The project includes crossing four fjords with tunnels and bridges and upgrading and re-routing roads on the islands to meet national standards. A total of seven islands is connected to the mainland using two existing bridges and by building three new bridges, a causeway using fill, and three undersea tunnels. The islands, from north to south, are Finnøya, Harøya, Fjørtofta, Skuløya, Haramsøya, Hestøya, and Lepsøya. The entire connection opened on 27 August 2022. The new construction includes:
- The Lepsøy Bridge, Lauvøy Bridge, and Hamnaskjersund Bridge connect the mainland to the island of Lepsøya and to the small island of Hestøya. The three bridges will be part of a 2735 m long causeway built with fill in the rather shallow water. A roundabout is built part-way between the mainland and the two islands. This connection opened for public traffic on 18 december 2021.

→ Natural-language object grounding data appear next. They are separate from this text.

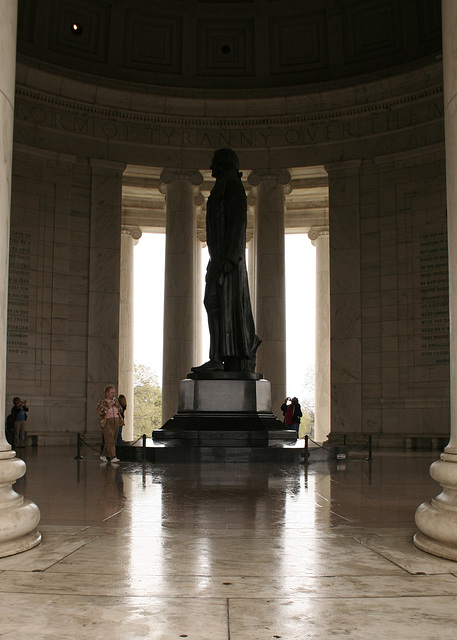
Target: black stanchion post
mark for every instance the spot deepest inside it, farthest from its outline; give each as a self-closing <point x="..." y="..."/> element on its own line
<point x="78" y="455"/>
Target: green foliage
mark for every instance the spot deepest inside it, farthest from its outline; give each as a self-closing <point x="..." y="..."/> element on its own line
<point x="147" y="395"/>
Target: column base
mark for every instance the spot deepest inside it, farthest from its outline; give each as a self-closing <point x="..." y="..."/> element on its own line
<point x="19" y="517"/>
<point x="437" y="521"/>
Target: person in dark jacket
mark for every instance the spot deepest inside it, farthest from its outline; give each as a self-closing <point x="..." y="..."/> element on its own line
<point x="19" y="413"/>
<point x="291" y="410"/>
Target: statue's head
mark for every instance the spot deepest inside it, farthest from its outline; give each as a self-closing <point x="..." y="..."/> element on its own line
<point x="224" y="159"/>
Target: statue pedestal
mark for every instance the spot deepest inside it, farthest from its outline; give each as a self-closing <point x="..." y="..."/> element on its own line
<point x="225" y="410"/>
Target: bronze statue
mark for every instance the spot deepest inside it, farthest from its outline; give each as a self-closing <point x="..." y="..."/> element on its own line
<point x="233" y="343"/>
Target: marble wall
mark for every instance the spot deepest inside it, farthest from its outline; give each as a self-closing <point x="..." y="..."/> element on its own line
<point x="382" y="145"/>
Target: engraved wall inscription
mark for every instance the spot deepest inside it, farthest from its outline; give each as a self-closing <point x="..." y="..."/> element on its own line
<point x="434" y="298"/>
<point x="19" y="296"/>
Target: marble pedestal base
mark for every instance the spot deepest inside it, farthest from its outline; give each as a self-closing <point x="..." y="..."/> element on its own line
<point x="18" y="517"/>
<point x="224" y="409"/>
<point x="437" y="521"/>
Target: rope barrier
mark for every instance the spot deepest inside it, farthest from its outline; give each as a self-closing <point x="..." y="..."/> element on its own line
<point x="81" y="441"/>
<point x="367" y="445"/>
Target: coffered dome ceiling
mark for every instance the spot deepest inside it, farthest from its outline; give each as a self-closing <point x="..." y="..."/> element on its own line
<point x="234" y="46"/>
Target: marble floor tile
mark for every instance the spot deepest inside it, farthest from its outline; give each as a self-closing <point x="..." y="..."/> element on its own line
<point x="402" y="552"/>
<point x="356" y="618"/>
<point x="118" y="618"/>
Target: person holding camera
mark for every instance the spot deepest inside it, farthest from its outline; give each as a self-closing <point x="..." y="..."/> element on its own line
<point x="19" y="413"/>
<point x="291" y="410"/>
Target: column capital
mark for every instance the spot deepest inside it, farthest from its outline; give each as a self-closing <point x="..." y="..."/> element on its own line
<point x="106" y="167"/>
<point x="170" y="175"/>
<point x="316" y="232"/>
<point x="348" y="167"/>
<point x="281" y="176"/>
<point x="134" y="232"/>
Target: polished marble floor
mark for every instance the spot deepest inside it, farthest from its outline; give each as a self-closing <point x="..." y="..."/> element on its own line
<point x="227" y="552"/>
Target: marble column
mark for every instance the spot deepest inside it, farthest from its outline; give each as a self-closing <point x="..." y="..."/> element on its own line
<point x="320" y="239"/>
<point x="437" y="520"/>
<point x="345" y="298"/>
<point x="129" y="238"/>
<point x="270" y="285"/>
<point x="179" y="337"/>
<point x="19" y="516"/>
<point x="104" y="284"/>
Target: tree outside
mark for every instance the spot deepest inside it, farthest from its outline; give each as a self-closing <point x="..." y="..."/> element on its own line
<point x="147" y="395"/>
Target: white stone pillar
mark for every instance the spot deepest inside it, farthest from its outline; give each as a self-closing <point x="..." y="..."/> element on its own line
<point x="437" y="521"/>
<point x="179" y="343"/>
<point x="129" y="238"/>
<point x="19" y="517"/>
<point x="104" y="284"/>
<point x="270" y="287"/>
<point x="320" y="239"/>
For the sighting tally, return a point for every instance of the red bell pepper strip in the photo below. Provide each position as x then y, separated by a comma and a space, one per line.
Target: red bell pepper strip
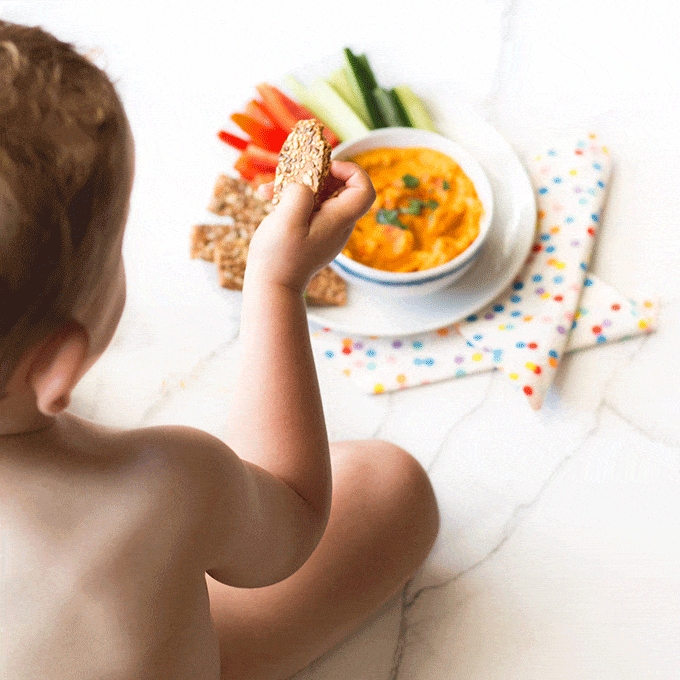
276, 107
264, 136
261, 156
232, 140
302, 113
244, 168
256, 110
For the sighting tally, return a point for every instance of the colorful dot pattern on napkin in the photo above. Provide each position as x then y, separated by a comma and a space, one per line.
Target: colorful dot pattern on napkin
531, 321
376, 365
553, 306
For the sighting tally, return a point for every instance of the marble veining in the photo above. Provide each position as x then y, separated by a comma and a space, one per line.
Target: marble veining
559, 551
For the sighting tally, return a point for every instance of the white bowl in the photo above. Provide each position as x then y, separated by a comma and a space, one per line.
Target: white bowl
405, 284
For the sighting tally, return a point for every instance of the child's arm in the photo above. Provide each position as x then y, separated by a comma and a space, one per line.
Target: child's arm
276, 420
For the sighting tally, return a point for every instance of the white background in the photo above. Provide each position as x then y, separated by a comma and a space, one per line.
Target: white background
559, 554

- The 3500 m long Haramsfjord Tunnel connects the island of Haramsøya to the small island of Hestøya and the bridge network connecting to the mainland and Lepsøya.
- The 5730 m long Nogvafjord Tunnel connects the island to Fjørtofta to the island of Skuløya (which was already connected to Haramsøya island by a bridge).
- The 3680 m long Fjørtoftfjord Tunnel connects the island of Harøya to the island of Fjørtofta. Harøya was already connected to the island of Finnøya by a bridge.